Wednesday, June 4, 2008

Peons for President
Smilin’ Jack McCain looked to be deep into downers last night. How the hell does he still manage to peregrinate and prevaricate at the same time? Hillary’s eyes went dead around the time she let her sang-Freud slip about Bobby Kennedy getting shot in June. Obviously, the campaign, already a grueling 16 months of 24/7 weeks with another five to go, has wasted them physically, mentally and emotionally. Obama, being the youngest, remains the hardiest. But he’s got to be tuckered to boot.
What’s frying them is not just the fire in their bellies. Though they are A list politicians giving their all to gain the putatively most powerful job in the universe, they are in actuality the peons of a secondary industry.
In every other nominally democratic country, elections remain a civic rite. Campaigns run for a set period, usually a month or two. Typically, free air time is mandated and equally distributed to candidates. France even prescribes equity in billboard space and placement.

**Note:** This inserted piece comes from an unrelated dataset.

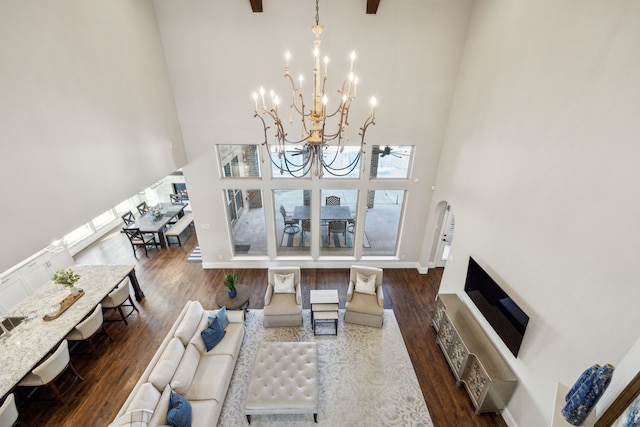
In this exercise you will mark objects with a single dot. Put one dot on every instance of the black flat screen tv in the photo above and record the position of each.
(502, 313)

In parliamentary regimes, citizens vote for party lists rather than personalities--meaning they have to comprehend issues enough to know what each party is peddling.
There was a time when voting was a civic rite here as well. Rowdy and often rigged, elections nevertheless were about selecting solons for office. Then they succumbed to the stainless steel rule of American-style capitalism: any human activity that can be turned into a business will be turned into a business. It’s original purpose, whether choosing politicians or educating school kids, will become appurtenant to the drive for monetary profit.

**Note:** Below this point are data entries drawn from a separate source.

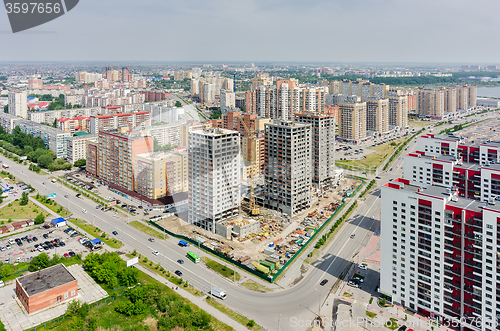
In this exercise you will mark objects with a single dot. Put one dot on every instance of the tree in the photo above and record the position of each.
(44, 161)
(39, 219)
(80, 163)
(39, 262)
(24, 199)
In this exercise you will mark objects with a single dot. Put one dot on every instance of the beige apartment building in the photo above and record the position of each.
(430, 102)
(161, 174)
(398, 111)
(377, 115)
(352, 121)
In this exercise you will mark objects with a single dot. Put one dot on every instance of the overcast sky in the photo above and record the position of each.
(460, 31)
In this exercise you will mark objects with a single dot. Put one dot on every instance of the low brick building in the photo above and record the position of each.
(46, 287)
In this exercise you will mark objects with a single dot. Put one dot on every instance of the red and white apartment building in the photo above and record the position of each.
(440, 233)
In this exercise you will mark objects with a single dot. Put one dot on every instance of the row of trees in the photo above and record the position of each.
(33, 148)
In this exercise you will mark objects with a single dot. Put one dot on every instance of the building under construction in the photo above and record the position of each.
(287, 173)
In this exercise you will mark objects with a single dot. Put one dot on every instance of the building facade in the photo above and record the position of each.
(288, 166)
(214, 176)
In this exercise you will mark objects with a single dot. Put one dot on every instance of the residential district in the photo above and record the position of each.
(269, 197)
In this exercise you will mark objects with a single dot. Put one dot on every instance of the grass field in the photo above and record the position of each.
(167, 275)
(255, 286)
(96, 232)
(234, 315)
(375, 159)
(147, 229)
(15, 211)
(420, 124)
(221, 269)
(109, 319)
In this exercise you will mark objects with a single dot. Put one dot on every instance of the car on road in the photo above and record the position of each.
(353, 284)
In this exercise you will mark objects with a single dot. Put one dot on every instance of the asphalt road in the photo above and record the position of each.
(300, 302)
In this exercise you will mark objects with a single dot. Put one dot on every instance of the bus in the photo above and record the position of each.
(193, 257)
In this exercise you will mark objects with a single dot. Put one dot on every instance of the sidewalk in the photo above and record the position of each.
(199, 301)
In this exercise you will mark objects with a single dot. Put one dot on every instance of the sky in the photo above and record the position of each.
(328, 31)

Well, how do you commercialize elections? You have only to flick your tv remote to see. You transform them into advertising venues by making 15 and 30 second spots the chief means of contact between candidates and voters. Then you charge the candidates full freight, since occasional ads don’t qualify for the discounts given to regular advertisers. Finally, you make sure that the ads are not in fact occasional by making campaigns last longer and longer and longer.

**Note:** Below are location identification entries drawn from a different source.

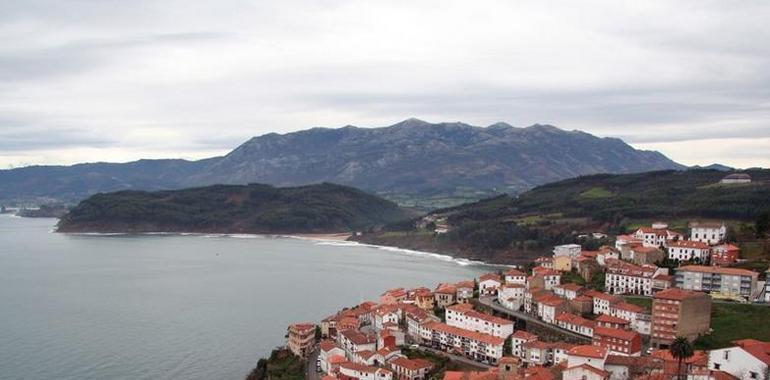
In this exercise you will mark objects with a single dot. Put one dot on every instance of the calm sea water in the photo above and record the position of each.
(176, 307)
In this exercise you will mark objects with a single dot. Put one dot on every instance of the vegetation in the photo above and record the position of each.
(282, 365)
(732, 321)
(233, 209)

Over the last couple of decades, what was once a small seasonal business for media companies, equivalent to, say, Halloween, has turned into a megamillions monster. Not only are there the candidate ads, but all the additional bucks raked in by the pundit shows and audiences drawn by the manufactured controversies endlessly churned out by the cable news nets. If you think that Keith Olbermann and Bill O’Reilly are there to trade barbs, think again. CNBC and Fox pay them to treat politics like a car wreck you can’t help gaping at.
If the candidate had the slightest concern for their own health, if the parties cared about their own power, if their fat cat contributors cared about where their millions were going, and if voters were really sick of the infinity of ideological idiocies imposed on them, they would join to put an end to this ridiculous business and go back to picking leaders according to to some rationale method.
But they won’t. The voters hardly care they’re being conned. And the other players would never dare challenge even a secondary corporate sector like media. If they had those kind of guts, we wouldn’t be the only people in the modern world who have to ask financial companies whether it’s profitable for them to let us see the doctor when we’re sick.
The lesson here is that if Clinton, Obama and McCain are literally willing to endure systemic exhaustion at the behest of Fox, NBC, ABC and their corporate parents, imagine the prodigies of prostration they perform for the bigger biggies on Wall Street!
Funny, isn’t it, that those at the very top of the food chain are as enslaved by rampant capitalism as its most miserable victims?